Room for the Moon: Why Builders Must Embrace 'Thrillingly Weird' Innovation
Drawing inspiration from experimental pop, we explore why founders in AI and Web3 need to ditch the obvious and build thrillingly weird moonshots.


If you were looking for a soundtrack to lunar exploration, the obvious choices might be Brian Eno's ambient masterpiece Apollo: Atmospheres and Soundtracks or Radiohead's A Moon Shaped Pool. They are brilliant, but they are also exactly what you'd expect.
When Kate Shilonosova (Kate NV) released Room for the Moon, she didn't do what was expected. Instead, she chased wild ideas across an 11-track landscape inspired by '70s and '80s Russian and Japanese pop, blended with the whimsical energy of children's movies. The result? Thrillingly weird experimental pop.
For founders, builders, and engineers operating in cutting-edge spaces like AI and blockchain, there is a profound lesson in this album. We are currently drowning in the "obvious." To build true moonshots, we need to make room for the weird.
The AI Synthesizer: Cross-Pollinating Domains
In generative AI, we are seeing a plateau of the expected. Another wrapper around a foundational LLM. Another chatbot optimized for enterprise customer service. It’s the equivalent of writing a standard four-chord pop song. It works, but it doesn't push the medium forward.
Kate NV’s magic lies in her synthesis of disparate, seemingly incompatible inputs. Founders in AI should take note. The next wave of breakthroughs won't come from scaling the exact same transformer models; it will come from thrillingly weird cross-pollinations.
What happens when we train agentic AI not just on text, but on complex spatial data, biological rhythms, or avant-garde architectural blueprints? What happens when we stop trying to make AI perfectly "normal" and instead allow it to generate novel, unexpected solutions to rigid engineering problems? Builders need to act like experimental musicians—twisting the knobs of latent space to discover frequencies no one has heard before.

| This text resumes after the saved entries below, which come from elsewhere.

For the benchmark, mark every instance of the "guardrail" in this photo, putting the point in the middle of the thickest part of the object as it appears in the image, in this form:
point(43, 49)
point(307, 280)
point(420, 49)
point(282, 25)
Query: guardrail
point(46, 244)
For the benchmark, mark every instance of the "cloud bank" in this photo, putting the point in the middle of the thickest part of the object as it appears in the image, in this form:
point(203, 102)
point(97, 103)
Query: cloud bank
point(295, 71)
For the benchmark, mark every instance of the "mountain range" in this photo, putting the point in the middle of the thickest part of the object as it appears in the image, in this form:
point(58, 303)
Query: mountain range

The Decentralized Avant-Garde
Blockchain, at its core, was supposed to be experimental. Satoshi’s whitepaper was a radical, weird idea that smashed together cryptography, game theory, and distributed systems. Today, however, the Web3 space is often cluttered with "on the nose" derivative projects: the hundredth automated market maker (AMM) or a slightly tweaked governance token.
To build the Room for the Moon of blockchain, engineers must return to the laboratory. We need decentralized incentive structures that look less like traditional Wall Street and more like experimental art.

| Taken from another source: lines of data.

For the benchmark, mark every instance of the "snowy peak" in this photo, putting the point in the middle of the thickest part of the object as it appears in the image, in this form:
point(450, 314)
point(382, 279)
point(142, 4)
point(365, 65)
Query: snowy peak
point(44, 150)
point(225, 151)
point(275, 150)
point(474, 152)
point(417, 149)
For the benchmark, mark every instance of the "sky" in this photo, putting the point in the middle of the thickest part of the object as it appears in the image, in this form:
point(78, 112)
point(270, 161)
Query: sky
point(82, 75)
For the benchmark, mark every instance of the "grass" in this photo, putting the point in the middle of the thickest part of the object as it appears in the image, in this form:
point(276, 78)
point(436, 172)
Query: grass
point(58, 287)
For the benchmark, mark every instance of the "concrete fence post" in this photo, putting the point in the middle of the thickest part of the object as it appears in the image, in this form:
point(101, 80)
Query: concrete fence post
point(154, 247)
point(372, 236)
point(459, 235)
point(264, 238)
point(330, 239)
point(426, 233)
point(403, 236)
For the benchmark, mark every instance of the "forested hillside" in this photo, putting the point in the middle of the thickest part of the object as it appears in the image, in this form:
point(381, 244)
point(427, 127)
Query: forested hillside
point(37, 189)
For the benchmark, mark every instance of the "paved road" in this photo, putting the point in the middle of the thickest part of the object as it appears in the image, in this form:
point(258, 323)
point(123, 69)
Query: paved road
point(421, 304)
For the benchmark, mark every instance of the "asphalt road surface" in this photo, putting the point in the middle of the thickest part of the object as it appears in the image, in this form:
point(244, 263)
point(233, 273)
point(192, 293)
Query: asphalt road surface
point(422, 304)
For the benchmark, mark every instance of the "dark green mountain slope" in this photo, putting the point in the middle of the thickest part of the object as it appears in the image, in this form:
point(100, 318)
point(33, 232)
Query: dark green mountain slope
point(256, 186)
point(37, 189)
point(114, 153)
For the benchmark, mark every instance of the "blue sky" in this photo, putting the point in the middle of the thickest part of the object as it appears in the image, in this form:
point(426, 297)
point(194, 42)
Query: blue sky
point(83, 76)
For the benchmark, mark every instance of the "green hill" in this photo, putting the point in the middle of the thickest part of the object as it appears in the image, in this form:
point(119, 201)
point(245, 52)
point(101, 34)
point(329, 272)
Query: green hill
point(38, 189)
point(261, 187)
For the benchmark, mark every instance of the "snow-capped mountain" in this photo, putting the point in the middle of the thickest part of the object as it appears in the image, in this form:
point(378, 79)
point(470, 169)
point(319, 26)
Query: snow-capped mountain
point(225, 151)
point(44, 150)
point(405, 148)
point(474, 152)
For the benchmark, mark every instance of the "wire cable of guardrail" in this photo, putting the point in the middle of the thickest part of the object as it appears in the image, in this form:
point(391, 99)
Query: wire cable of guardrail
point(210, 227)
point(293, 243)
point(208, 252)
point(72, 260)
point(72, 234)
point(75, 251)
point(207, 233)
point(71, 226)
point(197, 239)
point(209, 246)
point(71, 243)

Think about zero-knowledge proofs (ZKPs) being used to create completely hidden, asymmetric games, or DAOs (Decentralized Autonomous Organizations) structured entirely around ephemeral, community-driven milestones rather than perpetual tokenomics. The true power of programmable money and smart contracts is that they allow us to orchestrate human coordination in entirely new patterns. We should be using this tech to build things that are fundamentally weird, challenging the traditional physics of economics.
Making Room for the Moon
Innovation rarely happens in a straight line. It happens when you give yourself permission to be weird.

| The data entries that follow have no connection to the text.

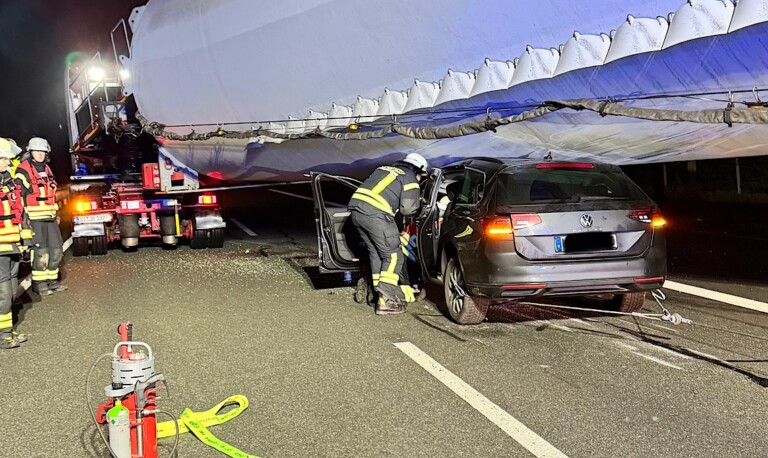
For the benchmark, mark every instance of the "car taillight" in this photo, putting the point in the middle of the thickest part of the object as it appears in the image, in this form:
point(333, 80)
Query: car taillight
point(84, 206)
point(648, 215)
point(523, 220)
point(497, 227)
point(206, 199)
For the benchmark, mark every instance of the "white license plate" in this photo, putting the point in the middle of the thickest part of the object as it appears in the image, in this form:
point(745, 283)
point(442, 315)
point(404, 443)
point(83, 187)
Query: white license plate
point(105, 218)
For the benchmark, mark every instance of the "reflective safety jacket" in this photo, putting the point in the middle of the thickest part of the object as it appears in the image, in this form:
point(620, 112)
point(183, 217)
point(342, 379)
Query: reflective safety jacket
point(389, 189)
point(11, 209)
point(38, 188)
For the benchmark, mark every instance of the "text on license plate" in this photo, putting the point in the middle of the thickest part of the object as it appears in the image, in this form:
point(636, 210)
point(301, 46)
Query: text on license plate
point(105, 218)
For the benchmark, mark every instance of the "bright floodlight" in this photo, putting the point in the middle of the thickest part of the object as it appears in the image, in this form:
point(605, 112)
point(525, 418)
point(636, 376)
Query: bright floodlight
point(96, 73)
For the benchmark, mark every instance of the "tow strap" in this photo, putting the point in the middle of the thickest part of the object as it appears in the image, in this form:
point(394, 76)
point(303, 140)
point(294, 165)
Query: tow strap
point(197, 423)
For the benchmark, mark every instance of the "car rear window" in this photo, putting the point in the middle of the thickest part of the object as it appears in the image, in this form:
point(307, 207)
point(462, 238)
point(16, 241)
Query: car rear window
point(530, 186)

As you sit down to architect your next protocol or train your next neural network, ask yourself: Am I building the obvious choice? Am I just playing Brian Eno in the background?
If you want to create a product that fundamentally shifts the paradigm, you have to be willing to look foolish initially. You have to pull inspiration from the '70s Japanese pop of your respective industry. You have to chase ideas that don't quite fit the mold.
For builders, the moon shouldn't just be a destination for your startup's valuation. It should be the expansive, thrillingly weird space where you dare to build.